Similar to GPICL, we initially tried a causal approach; however, we couldn’t get this to work and it also conflicted with our intuition that permutation invariance—and therefore non-causal learning—would be an important property for meta-learning applications. This understanding led us to CAML as causal learning mechanisms affect empirical performance. Tangibly in Section 5.2, we observe an average difference of 7.3 accuracy points between CAML and GPICL—even when GPICL uses a CLIP encoder and ELMES label encoder—and hypothesize the causal approach actually forces a subtly more difficult modeling problem by imposing a causal inductive bias on a fundamentally non-causal prediction task.

GPICL Implementation We adapt the GPICL algorithm presented by [1] for episodic meta-training with an ELMES label encoder. Specifically, we represent image feature vectors as CLIP embeddings and the label embeddings with an ELMES. Following [1], we form a sequence by concatening the current CLIP image embedding with the previous example's ELMES label embedding and add learnable positional embeddings so the model can use positional information of elements in the sequence to classify the query point in a causal-like fashion. We set the General-Purpose In-Context Learning Transformer model to a ViT-Large with leranable positional embeddings.

Approach	(5w-1s) CIFAR-fs	(5w-1s) MiniImageNet	(5w-1s) Pascal + Paintings	(5w-1s) Paintings	(5w-1s) Pascal
GPICL	41.5	95.6	62.6	51.6	81.7
CAML	70.8	96.2	63.8	51.1	82.6

Approach	(5w-1s) meta-iNat	(5w-1s) tiered meta-iNat	(5w-1s) ChestX	(5w-1s) CUB	(5w-1s) tiered-ImageNet	(5w-1s) Aircraft
GPICL	90.0	60.8	20.1	75.1	94.6	19.8
CAML	91.2	81.9	21.5	91.8	95.4	63.3

Approach	(5w-5s) CIFAR-fs	(5w-5s) MiniImageNet	(5w-5s) Pascal + Paintings	(5w-5s) Paintings	(5w-5s) Pascal
GPICL	78.3	98.2	74.6	61.0	88.2
CAML	85.5	98.6	78.3	65.2	89.7

Approach	(5w-5s) meta-iNat	(5w-5s) tiered meta-iNat	(5w-5s) ChestX	(5w-5s) CUB	(5w-5s) tiered-ImageNet	(5w-5s) Aircraft
GPICL	95.1	87.6	20.9	94.5	97.2	61.8
CAML	96.3	91.6	22.2	97.1	98.1	79.1

评论- Response to Reviewer Hb5r [Part III]

2023-11-17

Could the authors elaborate on what they consider to be the primary innovative contribution of their study?

Thank you for posing this question. Based on your review, it’s clear that our contribution was not clearly communicated in our initial submission. We think this is a critical point—and specifically address your question in our response to all reviewers—but we’d like to extend that response here as well.
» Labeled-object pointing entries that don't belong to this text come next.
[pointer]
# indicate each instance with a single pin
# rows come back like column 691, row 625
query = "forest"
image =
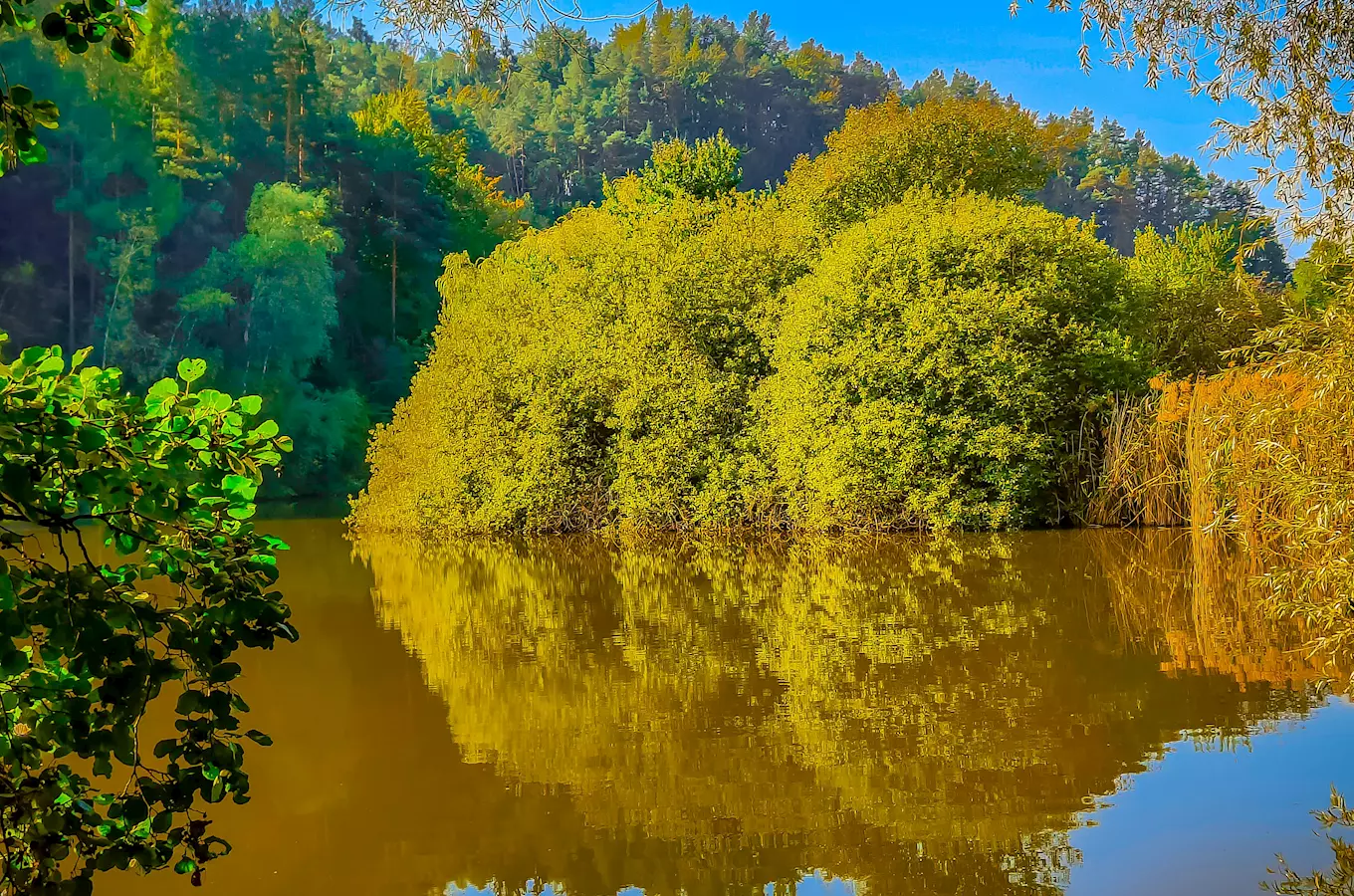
column 277, row 195
column 685, row 279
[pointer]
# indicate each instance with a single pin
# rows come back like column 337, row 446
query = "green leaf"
column 191, row 369
column 36, row 154
column 120, row 49
column 240, row 486
column 164, row 388
column 53, row 26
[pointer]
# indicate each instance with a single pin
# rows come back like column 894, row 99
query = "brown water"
column 1051, row 712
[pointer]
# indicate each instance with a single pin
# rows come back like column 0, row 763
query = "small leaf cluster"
column 127, row 563
column 78, row 23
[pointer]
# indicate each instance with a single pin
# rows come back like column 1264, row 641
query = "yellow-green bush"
column 593, row 372
column 1197, row 301
column 936, row 363
column 886, row 149
column 664, row 361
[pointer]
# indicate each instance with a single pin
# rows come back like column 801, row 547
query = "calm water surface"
column 1079, row 712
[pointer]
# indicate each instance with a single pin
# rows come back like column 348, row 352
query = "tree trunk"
column 71, row 249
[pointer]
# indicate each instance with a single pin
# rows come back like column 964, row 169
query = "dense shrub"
column 933, row 367
column 1197, row 302
column 592, row 372
column 886, row 149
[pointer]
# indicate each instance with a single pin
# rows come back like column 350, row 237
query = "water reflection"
column 924, row 715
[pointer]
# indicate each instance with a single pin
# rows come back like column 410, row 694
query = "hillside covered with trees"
column 263, row 190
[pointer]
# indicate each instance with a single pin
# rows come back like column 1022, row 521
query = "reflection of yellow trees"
column 925, row 714
column 1204, row 608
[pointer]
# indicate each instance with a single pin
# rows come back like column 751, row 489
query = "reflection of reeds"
column 1262, row 455
column 1202, row 604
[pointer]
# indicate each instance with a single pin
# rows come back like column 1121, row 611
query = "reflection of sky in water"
column 1210, row 820
column 815, row 884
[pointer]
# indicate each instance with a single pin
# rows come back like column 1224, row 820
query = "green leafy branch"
column 91, row 635
column 78, row 23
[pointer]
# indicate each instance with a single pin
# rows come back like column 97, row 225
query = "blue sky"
column 1032, row 57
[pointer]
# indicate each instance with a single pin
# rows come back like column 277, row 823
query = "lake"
column 1085, row 712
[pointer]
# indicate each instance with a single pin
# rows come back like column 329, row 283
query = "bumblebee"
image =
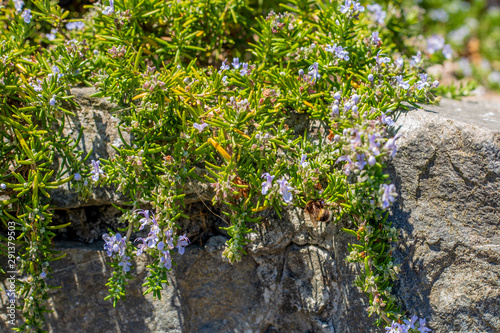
column 319, row 211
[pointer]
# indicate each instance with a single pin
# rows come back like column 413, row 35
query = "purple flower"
column 345, row 8
column 403, row 84
column 200, row 127
column 146, row 220
column 416, row 59
column 382, row 60
column 447, row 51
column 303, row 162
column 224, row 66
column 182, row 242
column 114, row 244
column 373, row 144
column 390, row 145
column 387, row 120
column 313, row 72
column 435, row 43
column 355, row 98
column 169, row 238
column 335, row 110
column 341, row 53
column 125, row 263
column 389, row 195
column 411, row 323
column 109, row 9
column 348, row 166
column 97, row 171
column 356, row 6
column 244, row 70
column 166, row 259
column 75, row 25
column 26, row 15
column 285, row 190
column 422, row 328
column 236, row 63
column 268, row 183
column 375, row 38
column 423, row 82
column 399, row 62
column 360, row 161
column 18, row 4
column 141, row 247
column 378, row 14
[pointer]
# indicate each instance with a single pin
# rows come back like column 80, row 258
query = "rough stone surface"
column 294, row 278
column 448, row 173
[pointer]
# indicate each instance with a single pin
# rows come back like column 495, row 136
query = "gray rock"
column 447, row 171
column 295, row 278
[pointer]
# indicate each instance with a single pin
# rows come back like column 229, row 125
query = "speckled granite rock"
column 295, row 279
column 447, row 171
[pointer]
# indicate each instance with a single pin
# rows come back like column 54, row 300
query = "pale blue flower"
column 401, row 83
column 416, row 59
column 422, row 328
column 141, row 247
column 381, row 60
column 390, row 145
column 335, row 110
column 375, row 39
column 435, row 43
column 224, row 66
column 360, row 161
column 236, row 63
column 345, row 8
column 348, row 166
column 125, row 263
column 182, row 242
column 18, row 4
column 97, row 172
column 109, row 9
column 244, row 70
column 166, row 259
column 200, row 127
column 389, row 195
column 411, row 323
column 356, row 6
column 447, row 51
column 303, row 162
column 266, row 186
column 26, row 15
column 314, row 72
column 423, row 82
column 285, row 189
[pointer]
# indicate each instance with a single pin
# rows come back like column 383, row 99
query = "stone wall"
column 294, row 278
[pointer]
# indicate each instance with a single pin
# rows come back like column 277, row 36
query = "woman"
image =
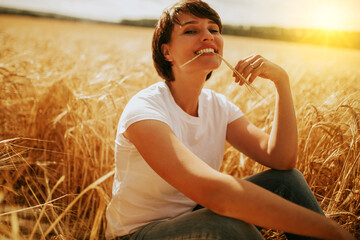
column 170, row 144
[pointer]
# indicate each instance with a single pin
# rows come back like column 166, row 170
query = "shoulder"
column 211, row 96
column 149, row 103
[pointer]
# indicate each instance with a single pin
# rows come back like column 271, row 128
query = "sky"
column 327, row 14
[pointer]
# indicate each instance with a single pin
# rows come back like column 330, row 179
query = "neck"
column 186, row 91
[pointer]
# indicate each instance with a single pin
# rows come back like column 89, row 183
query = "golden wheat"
column 64, row 85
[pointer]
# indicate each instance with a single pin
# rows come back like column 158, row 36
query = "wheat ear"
column 191, row 60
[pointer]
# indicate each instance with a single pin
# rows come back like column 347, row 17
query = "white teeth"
column 206, row 50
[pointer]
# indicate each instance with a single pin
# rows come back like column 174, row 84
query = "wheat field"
column 63, row 86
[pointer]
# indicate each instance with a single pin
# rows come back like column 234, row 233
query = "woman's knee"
column 292, row 177
column 230, row 228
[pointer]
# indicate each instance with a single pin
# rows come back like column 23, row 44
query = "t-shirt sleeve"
column 232, row 111
column 141, row 107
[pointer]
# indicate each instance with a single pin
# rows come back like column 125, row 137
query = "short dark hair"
column 165, row 26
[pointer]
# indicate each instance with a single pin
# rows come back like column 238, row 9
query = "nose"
column 207, row 36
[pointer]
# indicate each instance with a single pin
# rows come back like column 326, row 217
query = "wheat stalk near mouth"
column 247, row 83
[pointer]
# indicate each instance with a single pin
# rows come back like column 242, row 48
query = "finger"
column 243, row 63
column 256, row 72
column 242, row 66
column 254, row 63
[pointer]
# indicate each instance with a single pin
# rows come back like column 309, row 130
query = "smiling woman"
column 170, row 145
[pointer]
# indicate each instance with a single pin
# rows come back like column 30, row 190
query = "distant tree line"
column 332, row 38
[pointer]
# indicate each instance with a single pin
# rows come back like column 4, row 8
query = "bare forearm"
column 282, row 144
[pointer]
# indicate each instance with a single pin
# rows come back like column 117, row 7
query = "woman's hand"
column 256, row 65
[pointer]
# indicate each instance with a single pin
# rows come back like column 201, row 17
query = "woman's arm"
column 279, row 149
column 222, row 193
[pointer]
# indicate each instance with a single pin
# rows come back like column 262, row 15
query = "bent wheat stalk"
column 247, row 83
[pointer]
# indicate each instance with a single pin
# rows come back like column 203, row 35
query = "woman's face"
column 192, row 35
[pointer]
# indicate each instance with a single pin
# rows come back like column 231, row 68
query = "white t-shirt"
column 139, row 195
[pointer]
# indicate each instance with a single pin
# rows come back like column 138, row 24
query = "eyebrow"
column 195, row 22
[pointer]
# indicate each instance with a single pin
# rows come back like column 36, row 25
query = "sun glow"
column 329, row 18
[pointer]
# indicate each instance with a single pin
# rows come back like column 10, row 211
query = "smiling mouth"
column 206, row 50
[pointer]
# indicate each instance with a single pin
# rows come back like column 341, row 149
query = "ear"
column 165, row 50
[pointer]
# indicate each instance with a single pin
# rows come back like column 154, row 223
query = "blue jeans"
column 205, row 224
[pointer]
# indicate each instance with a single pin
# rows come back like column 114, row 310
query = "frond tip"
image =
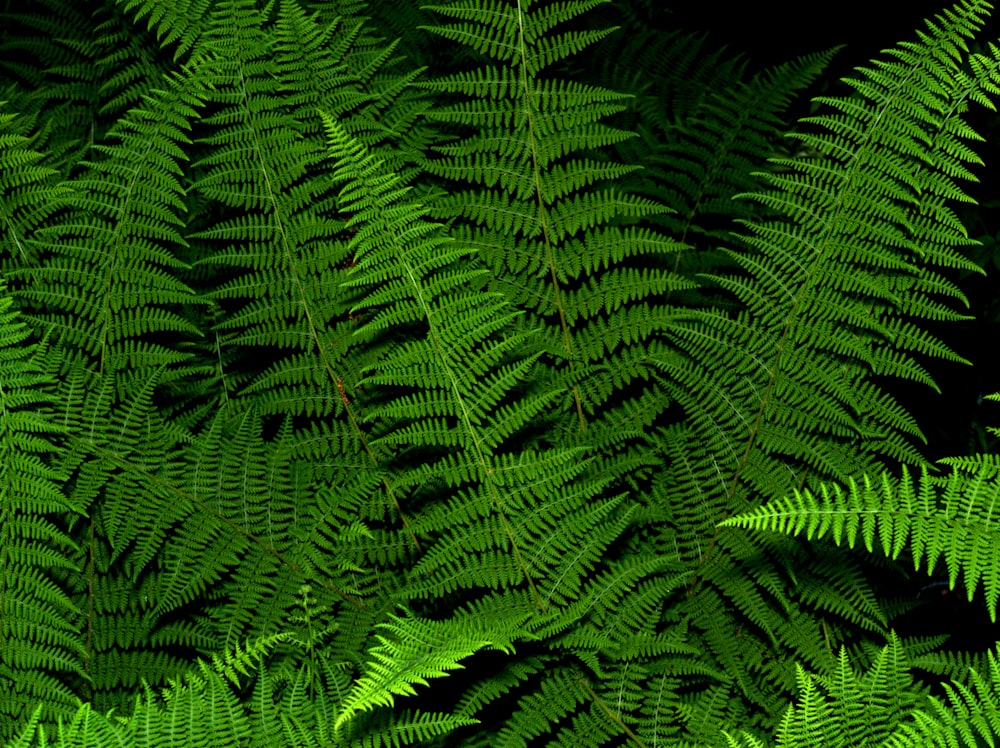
column 956, row 518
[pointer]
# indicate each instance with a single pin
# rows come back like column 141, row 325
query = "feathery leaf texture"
column 366, row 388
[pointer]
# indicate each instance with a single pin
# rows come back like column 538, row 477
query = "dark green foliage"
column 348, row 401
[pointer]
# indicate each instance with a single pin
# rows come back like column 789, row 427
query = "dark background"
column 773, row 32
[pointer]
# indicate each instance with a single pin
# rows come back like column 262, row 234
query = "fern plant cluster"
column 375, row 374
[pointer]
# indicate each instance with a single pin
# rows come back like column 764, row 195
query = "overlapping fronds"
column 40, row 647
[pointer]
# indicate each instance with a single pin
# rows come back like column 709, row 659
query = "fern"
column 362, row 404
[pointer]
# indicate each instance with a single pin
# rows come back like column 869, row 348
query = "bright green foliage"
column 349, row 402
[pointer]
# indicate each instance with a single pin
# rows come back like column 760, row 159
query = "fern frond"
column 950, row 519
column 40, row 643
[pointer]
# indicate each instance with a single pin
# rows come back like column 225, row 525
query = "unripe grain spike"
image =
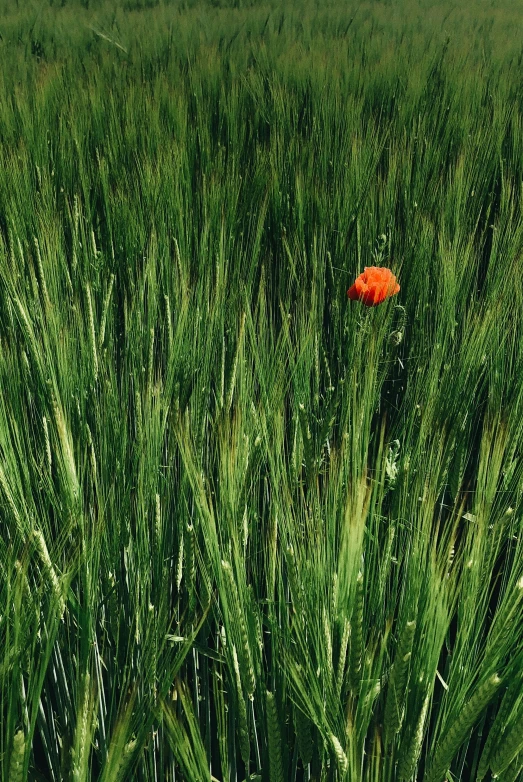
column 459, row 728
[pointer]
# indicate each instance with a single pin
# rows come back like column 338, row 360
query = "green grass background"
column 250, row 529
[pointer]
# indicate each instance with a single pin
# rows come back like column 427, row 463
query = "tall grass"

Our primary contribution is twofold.

1. We develop a new meta-learning evaluation paradigm (universal meta-learning) that approximates the performance of visual meta-learning algorithms in a ChatGPT-like application.

That is, we want to see how visual meta-learners perform on diverse tasks unseen at training, with no parameter updates. This is hard: we want a model that will work well for any set of images, but actually deploying to users and quantifying failure cases is impractical for many research groups. Our best proxy to measure a model’s capacity to generalize in a ChatGPT-like application is to evaluate it on a diverse set of meta-learning benchmarks spanning many different image classification paradigms without meta-training on any of their training sets or fine-tuning on the support set during inference.

What is the motivation?

We’d like to develop an evaluation paradigm for meta-learning models that quantifies how they would perform in a ChatGPT-like application. Specifically, how do meta-learning algorithms perform when a user can upload any set of images and serving-time constraints prevents fine-tuning on the support set?

What is missing in current meta-learning evaluation paradigms?

In-domain meta-learning paradigms measure generalization to unseen classes during inference by training on closely related classes during training (i.e. meta-training). Cross-domain meta-learning refers to a challenging evaluation paradigm where the meta-training and inference-time data distributions are significantly different, and the goal is to maximize the performance on the inference-time data distribution by fine-tuning on the support set.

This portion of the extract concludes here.